Hate speech is wrong. Free speech is essential. Rejection of ugly ideas is a social good. But recognition of one’s own biases and respect for the views of others is also essential. So too is academic freedom and the right to peaceful protest.
While these seem to be reasonable ideas, I once thought that saying neither Israeli nor Palestinian innocents should die or that countries should abide by international law and basic standards of decency would not be controversial statements. But when uttering them or writing them in the past few months, I have ended up being called an anti-Semite (which would have come as quite a shock to my Holocaust survivor father and the rest of my proudly Jewish family). I have also been taunted even by friends who have tried to get me into debates about whether or not I am a Zionist. (For the record, my view is Israel has precisely the same right to exist as any other nation, based on the right of self-determination of its people. But that I also oppose what I see as the unequal treatment of people within the borders it controls, anti-democratic steps it has taken under Netanyahu, and the serial perpetration of war crimes while denying another group of people with an equal right to have their own nation the ability to fulfill that right. For the record, as an American, I also believe in separation of church and state and believe that all governments must honor human rights, ensure tolerance and aspire to moral progress.)
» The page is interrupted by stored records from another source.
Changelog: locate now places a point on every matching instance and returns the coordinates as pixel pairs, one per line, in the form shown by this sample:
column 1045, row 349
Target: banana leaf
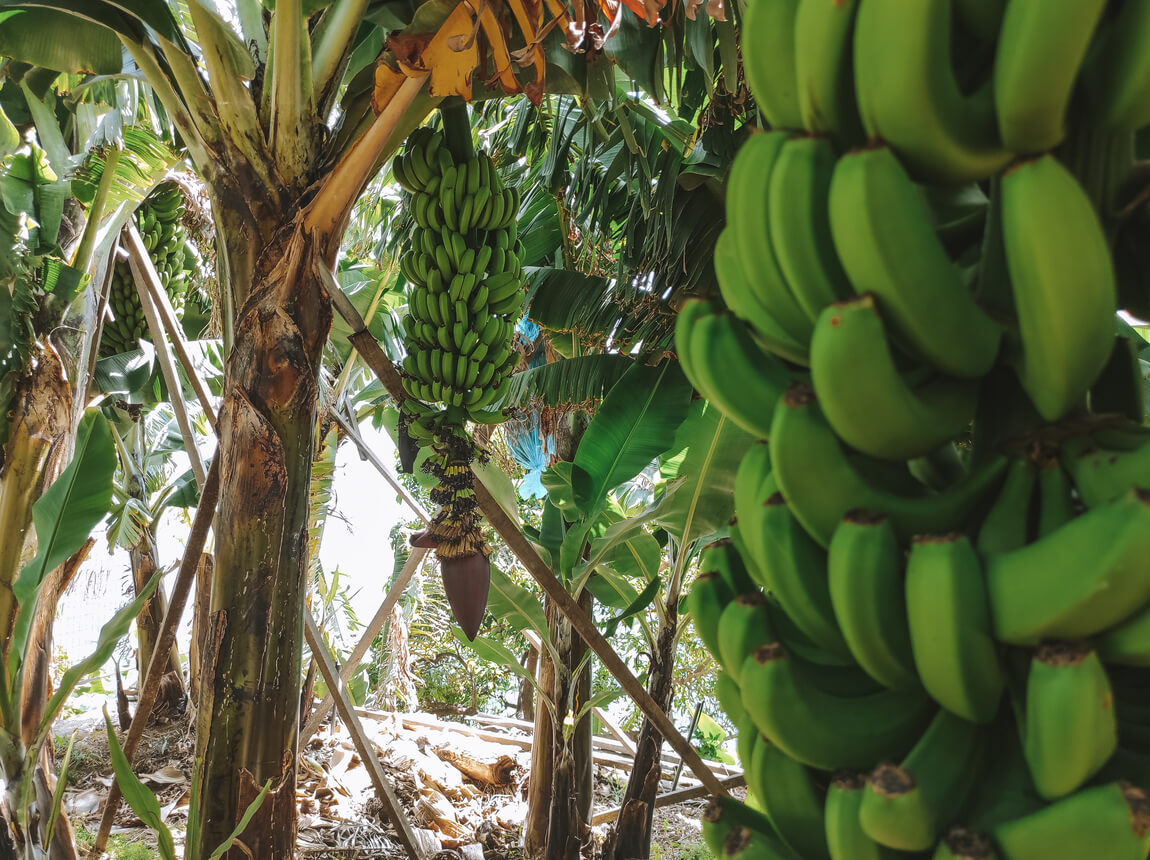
column 702, row 465
column 635, row 423
column 64, row 516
I’ve added all this because I wanted to take this moment to lay out the facts of this complex situation as fairly as I could because solving the problems of the region will require it and understanding where I am coming from will help you calibrate my perspectives on all this.
Thanks for taking the time to read this.
Wonderful piece. We’ll know that the conversation on Palestine is entering a more equitable phase when there’s as much concern for Palestinians’ right to live in peace and security as much as we do about it Israelis.
Thanks. I appreciate the heads up. Fixed.